Et si la question n'est pas neuve, si elle a été souvent discutée, souvenez-vous aussi, messieurs, que c'est une des questions sur lesquelles la Chambre a le plus varié ; il suffit, pour le prouver, des précédents historiques que je viens de rappeler. II n'est pas une question sur laquelle il y ait eu autant de variations.

Eh bien, messieurs, tâchons cette fois de faire quelque chose de durable, quelque chose de définitif, et le premier moyen d'arriver à ce résultat, c'est de ne rien précipiter et dans les circonstances actuelles d'ajourner la discussion.

Messieurs, je ne veux pas entrer dans l'examen du fond ; je veux seulement signaler une question qui doit nécessairement se présenter dans le débat et dont l'importance seule démontrera la nécessité de l'ajournement. Cette question est déjà indiquée, du reste, dans le rapport de la section centrale.

D'après moi, messieurs, il est évident que le grade d'élève universitaire ne peut être rétabli que comme un palliatif avec l'organisation actuelle de l'enseignement supérieur, avec la loi de 1857, que je considère comme ayant mutilé l’enseignement ; mais dans une organisation normale, avec un jury central bien organisé, bien composé, avec la suppression des cours à certificats, sans qu'à cette suppression dût correspondre une certaiine réduction des matières d'examen, avec d'autres améliorations encore, il me paraît évident que le grade d'élève universitaire pourrait arriver à n'avoir plus aucune utilité.

Dès lors se présente cette question-ci : Vaut-il mieux prendre lo palliatif, palliatif dont je n'entends pas reconnaître le mérite, ou vaut-il mieux procéder à un remaniement général de l'enseignement supérieur ? Cette question est certainement sérieuse et, quoi qu’en ait dit l'honorable préopinant, on ne peut pas la discuter d'une manière complète en deux séances. lle demande les méditations les plus longues, la discussion la plus approfondie.

C'est là, messieurs, un des motifs qui me font, moi, insister spécialement pour que la discussion du grade d'élève universitaire soit ajournée à une époque où la Chambre soit plus disposée qu'elle ne l'est aujourd'hui à examiner la question d'une manière approfondie.
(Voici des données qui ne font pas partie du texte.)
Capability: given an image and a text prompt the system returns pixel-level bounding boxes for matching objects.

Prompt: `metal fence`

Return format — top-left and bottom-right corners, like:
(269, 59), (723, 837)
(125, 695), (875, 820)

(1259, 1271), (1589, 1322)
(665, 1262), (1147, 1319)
Messieurs, parmi les divers arguments qu'on a fait valoir en faveur de la discussion immédiate, il en est un que, pour ma part, je n'accepte pas comme fondé, mais qui, s'il l'était, devrait faire adopter l'ajournement.

On a essayé de donner à la loi un caractère politique. On a dit que le rétablissement du grade d’élève universitaire est une mesure d'un haut intérêt pour 1 opinion libérale.

A mes yeux, messieurs. Cette loi n'a et ne peut avoir aucun caractère politique ; c'est une loi purement scientifique ; mais si elle avait un caractère politique, ce serait une raison de plus pour ne pas escamoter la discussion, et dans ce cas, je voterai l'ajournement dans l'intérêt de la dignité de l’opinion qui a proposé le rétablissement du grade d'élève universitaire.

M. B. Dumortier. - Je ne prendrais pas la parole dans cette discussion, si je n'avais entendu professer des maximes qui, à mon avis, sont éminemment inconstitutionnelles et qui conduiraient la Chambre à la suppression presque intégrale de sa prérogative. Ces maximes sont celles du pouvoir fort et en quelque sorte de l'anéantissement des droits du parlement.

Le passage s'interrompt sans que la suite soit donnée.